Control & Configuration Settings
Adjust the analyzer's behavior using the left control panel.
1. Test Controls
- Start/Stop Diagnostics: Toggles the PRBS signal generation and analysis. When started, the PRBS signal is played through the selected output channel.
- Reset Statistics: Resets the accumulated bit errors, error rate, and bit histograms, starting the measurement fresh.
2. Analyzer Settings
- Analysis Mode:
Digital Integrity: Optimizes for bit-perfect validation, error tracing, and DSP diagnostics.Analog Transmission: Optimizes for analog metrics such as EVM, impulse response, and frequency response.
- Input Channel:
Selects the input channel (
Left Channel (CH1)orRight Channel (CH2)) to analyze. - PRBS Pattern:
Selects the LFSR polynomial degree (sequence period).
PRBS-7: Very short period (127 samples), optimized for fast sync.PRBS-9: For low-latency paths.PRBS-15: Industry standard.

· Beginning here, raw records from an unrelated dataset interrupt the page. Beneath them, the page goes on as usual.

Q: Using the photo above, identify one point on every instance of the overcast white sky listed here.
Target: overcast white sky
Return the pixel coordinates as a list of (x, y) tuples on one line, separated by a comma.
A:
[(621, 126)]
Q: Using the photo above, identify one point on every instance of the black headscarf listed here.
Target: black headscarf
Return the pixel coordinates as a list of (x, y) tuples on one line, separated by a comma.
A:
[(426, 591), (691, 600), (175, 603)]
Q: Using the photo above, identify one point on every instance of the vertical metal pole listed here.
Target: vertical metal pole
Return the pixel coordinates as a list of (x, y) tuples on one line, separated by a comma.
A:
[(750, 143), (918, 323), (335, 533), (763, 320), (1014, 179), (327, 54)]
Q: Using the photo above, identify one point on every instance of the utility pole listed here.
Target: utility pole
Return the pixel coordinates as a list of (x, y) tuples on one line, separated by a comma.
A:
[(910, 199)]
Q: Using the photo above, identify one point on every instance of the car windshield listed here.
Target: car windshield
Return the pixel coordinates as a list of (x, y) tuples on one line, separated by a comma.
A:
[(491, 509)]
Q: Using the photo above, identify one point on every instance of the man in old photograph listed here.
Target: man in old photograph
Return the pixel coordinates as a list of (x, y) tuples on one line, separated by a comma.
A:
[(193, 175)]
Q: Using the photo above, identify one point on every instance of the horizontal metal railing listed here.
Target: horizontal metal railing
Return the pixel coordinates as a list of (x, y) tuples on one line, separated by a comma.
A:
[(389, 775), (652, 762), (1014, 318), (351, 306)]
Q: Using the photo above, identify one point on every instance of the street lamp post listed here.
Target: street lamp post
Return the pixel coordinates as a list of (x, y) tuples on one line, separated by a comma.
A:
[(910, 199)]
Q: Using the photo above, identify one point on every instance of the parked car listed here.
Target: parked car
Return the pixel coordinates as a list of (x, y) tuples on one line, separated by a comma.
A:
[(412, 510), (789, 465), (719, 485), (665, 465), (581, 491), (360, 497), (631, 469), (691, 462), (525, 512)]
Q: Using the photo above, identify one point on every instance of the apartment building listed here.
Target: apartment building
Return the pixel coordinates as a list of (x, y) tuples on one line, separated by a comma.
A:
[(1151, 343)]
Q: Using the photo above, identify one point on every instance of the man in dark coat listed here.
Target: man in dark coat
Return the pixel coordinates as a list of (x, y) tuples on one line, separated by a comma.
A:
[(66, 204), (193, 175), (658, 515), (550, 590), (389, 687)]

Balanced and ideal for most measurements.PRBS-23: Long period (8,388,607 samples). Suited for long-term sweeps and high-load diagnostic tests.PRBS-31: Ultra-long period, used for extreme stress tests.
- Bit Depth:
Selects the PRBS signal amplitude resolution (
16-bitor24-bit). - Response Smoothing:
Smooths the frequency response plot from
None (Raw)up to1/3 Octave. - Averaging Mode:
Controls the averaging filter to suppress noise fluctuations:
None (Instant): No averaging, plots real-time values.Fast (EMA)/Slow (EMA): Applies Exponential Moving Average.Infinite (Accumulate): Performs cumulative averaging over all processed data.
📈 Interpreting the Charts
- Impulse Response / Freq Response Tab: Visualizes the physical path characteristics (time and frequency domains) when in Analog mode.
- Step Response / Group Delay Tab: Displays the integrated step transient waveform (useful for observing ringing and low-frequency roll-off) alongside the Group Delay (unwrapping phase delay over frequencies).
- Trend Charts Tab: Displays scrolling timelines of "Gain Deviation (dB)," "Bit Error Rate (BER %)," and "Clock Jitter/Drift (Samples)" to evaluate long-term system stability.
- Bit Histogram Tab: In Digital mode, this chart reveals which bit depths are affected. Errors confined to the lower bits (LSB side) indicate dithering or quantization effects, whereas errors spread evenly across all bits suggest buffer drops or clipping.